On July 18, 2025, President Donald Trump signed the GENIUS Act, designed to establish a clear legal framework for stablecoin issuers. One month later, its impact is already visible: stablecoin-focused blockchains and corporate-issued tokens pegged to the U.S. dollar have become hot topics, while debates increasingly draw parallels with America’s 19th-century free banking era.
What the GENIUS Act Introduced
The GENIUS Act (Guiding and Enabling National Innovation for U.S. Stablecoins) sets firm rules for stablecoin issuers — cryptocurrencies tied to fiat currencies or other assets, most often the U.S. dollar.
Stablecoins have emerged as a practical payment tool. Unlike volatile assets such as Bitcoin or Ethereum, they maintain stable value, enable rapid cross-border transfers, and require only a crypto wallet. In high-inflation economies, they even serve as an alternative “savings account.”
According to David Sacks, the White House’s crypto policy advisor:
“Stablecoins have the potential to reinforce the international dominance of the U.S. dollar, expand its digital usage as the world’s reserve currency, and in the process generate demand for U.S. Treasuries worth trillions of dollars.”
The Act requires stablecoins to be fully backed and redeemable at any time, fueling demand for dollars and Treasuries. With planned integrations into Mastercard and other traditional payment systems, stablecoins are expected to gain mainstream adoption.

Rise of Corporate Stablecoins and New Blockchains
Even before the law was enacted, major corporations were preparing projects based on stablecoins. Apple, X, Uber, and Airbnb began working on integration plans.
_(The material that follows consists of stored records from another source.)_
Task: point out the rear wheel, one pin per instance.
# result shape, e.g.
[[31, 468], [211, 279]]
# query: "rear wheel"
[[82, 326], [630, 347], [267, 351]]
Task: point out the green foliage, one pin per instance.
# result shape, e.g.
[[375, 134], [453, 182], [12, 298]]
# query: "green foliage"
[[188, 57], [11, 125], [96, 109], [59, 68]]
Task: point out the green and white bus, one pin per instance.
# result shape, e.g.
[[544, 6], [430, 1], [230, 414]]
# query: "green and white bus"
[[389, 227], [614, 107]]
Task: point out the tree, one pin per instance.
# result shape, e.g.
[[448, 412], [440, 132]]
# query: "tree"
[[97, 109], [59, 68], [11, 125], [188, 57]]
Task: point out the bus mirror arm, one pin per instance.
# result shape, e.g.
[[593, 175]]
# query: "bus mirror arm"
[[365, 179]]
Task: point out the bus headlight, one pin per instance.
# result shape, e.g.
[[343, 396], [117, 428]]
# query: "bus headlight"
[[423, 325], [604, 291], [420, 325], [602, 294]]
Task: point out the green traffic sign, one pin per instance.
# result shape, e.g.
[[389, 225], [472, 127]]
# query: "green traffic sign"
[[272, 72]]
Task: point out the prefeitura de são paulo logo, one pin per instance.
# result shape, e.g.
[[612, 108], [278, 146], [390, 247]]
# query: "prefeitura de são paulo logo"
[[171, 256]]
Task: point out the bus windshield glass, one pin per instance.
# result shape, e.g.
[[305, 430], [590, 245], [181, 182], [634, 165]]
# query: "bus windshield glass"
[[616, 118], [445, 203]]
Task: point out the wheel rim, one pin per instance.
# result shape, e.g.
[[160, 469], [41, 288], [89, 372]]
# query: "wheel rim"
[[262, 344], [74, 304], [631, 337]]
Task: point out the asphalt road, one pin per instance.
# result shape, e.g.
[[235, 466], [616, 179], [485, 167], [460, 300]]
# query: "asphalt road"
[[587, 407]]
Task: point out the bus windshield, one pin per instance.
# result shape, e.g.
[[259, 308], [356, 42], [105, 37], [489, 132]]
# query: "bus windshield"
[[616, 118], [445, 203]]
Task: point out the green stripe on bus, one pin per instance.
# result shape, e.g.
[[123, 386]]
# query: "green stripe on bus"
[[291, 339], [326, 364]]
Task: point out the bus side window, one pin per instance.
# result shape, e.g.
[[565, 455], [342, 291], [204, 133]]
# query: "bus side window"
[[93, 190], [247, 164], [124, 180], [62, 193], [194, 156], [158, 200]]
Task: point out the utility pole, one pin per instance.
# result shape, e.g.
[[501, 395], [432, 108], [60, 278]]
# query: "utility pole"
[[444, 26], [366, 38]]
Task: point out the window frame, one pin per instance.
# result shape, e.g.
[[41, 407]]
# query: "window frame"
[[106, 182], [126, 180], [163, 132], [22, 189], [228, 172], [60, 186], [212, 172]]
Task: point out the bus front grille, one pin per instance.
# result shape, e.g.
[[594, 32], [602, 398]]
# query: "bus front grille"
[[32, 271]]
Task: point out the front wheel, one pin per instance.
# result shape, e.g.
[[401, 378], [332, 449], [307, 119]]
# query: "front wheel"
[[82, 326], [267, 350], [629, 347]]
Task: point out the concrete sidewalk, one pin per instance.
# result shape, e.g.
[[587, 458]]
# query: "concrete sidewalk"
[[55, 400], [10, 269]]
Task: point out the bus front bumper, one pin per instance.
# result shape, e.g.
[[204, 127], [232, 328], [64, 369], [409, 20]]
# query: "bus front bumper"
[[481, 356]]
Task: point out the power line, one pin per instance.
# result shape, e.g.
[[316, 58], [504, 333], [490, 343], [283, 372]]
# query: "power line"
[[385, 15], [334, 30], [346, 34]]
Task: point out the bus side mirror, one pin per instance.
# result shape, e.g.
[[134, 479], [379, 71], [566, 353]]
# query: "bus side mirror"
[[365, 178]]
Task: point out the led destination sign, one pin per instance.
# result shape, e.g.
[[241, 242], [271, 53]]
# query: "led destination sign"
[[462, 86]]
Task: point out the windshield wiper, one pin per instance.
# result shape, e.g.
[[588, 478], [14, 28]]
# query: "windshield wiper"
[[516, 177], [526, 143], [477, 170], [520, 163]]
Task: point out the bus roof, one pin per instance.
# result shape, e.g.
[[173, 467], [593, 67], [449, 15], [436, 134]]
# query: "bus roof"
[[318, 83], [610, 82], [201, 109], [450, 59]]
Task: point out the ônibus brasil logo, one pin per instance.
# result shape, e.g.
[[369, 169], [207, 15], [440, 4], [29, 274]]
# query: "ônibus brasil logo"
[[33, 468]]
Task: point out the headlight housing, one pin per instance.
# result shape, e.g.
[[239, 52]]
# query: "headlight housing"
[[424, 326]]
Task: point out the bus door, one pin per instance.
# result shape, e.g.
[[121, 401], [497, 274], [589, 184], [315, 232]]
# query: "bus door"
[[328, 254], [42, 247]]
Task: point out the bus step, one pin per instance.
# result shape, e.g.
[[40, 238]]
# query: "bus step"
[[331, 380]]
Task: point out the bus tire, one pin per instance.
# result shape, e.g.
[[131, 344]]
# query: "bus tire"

A new trend has also emerged — layer-1 blockchains built specifically for stablecoins:
🔹 Circle is developing the Arc blockchain
🔹 Stripe is building Tempo
🔹 startups Stable and Plasma are creating their own stablecoin-focused chains
Outside the crypto sector, giants like Walmart, Meta, and Amazon have announced plans to launch their own tokens, while large banks (Wells Fargo, Citigroup, JPMorgan, Bank of America) are exploring a joint stablecoin project. Since July, the number of companies planning USD-pegged tokens has surged — including Société Générale, Revolut, and Fiserv.
Historical Parallels: Free Banking
As stablecoins gain traction, critics and supporters alike invoke comparisons to the free banking era of the 19th century, when U.S. banks issued private currencies backed by gold reserves with limited government oversight.
Skeptics warn of chaos similar to “wildcat banknotes,” while proponents argue that the GENIUS Act directly addresses those risks through 100% reserve requirements and strict regulation.
Crypto investor Nic Carter emphasized in an essay that, unlike the unreliable currencies of the past, today’s stablecoins are safeguarded by the new legal framework:
“Historical lessons from free banking actually justify the stablecoin project rather than undermine it.”
Matt Hougan, CIO of Bitwise, also rejected the analogy, noting that unlike 19th-century banknotes, stablecoins enjoy instant exchangeability, transparent pricing on exchanges, and capped issuance (a $10 billion limit per state-regulated token).


What’s Next?
One month is too short to measure the full consequences. Yet it is already clear that the GENIUS Act has sparked a wave of innovation, bringing stablecoins to the center of global finance. What was once a gray zone is becoming a regulated industry — one where tech giants and the world’s largest banks are eager to compete.
Whether stablecoins truly become the “digital dollar for everyone” — or repeat the mistakes of America’s wild banking era — will only become clear in the years ahead.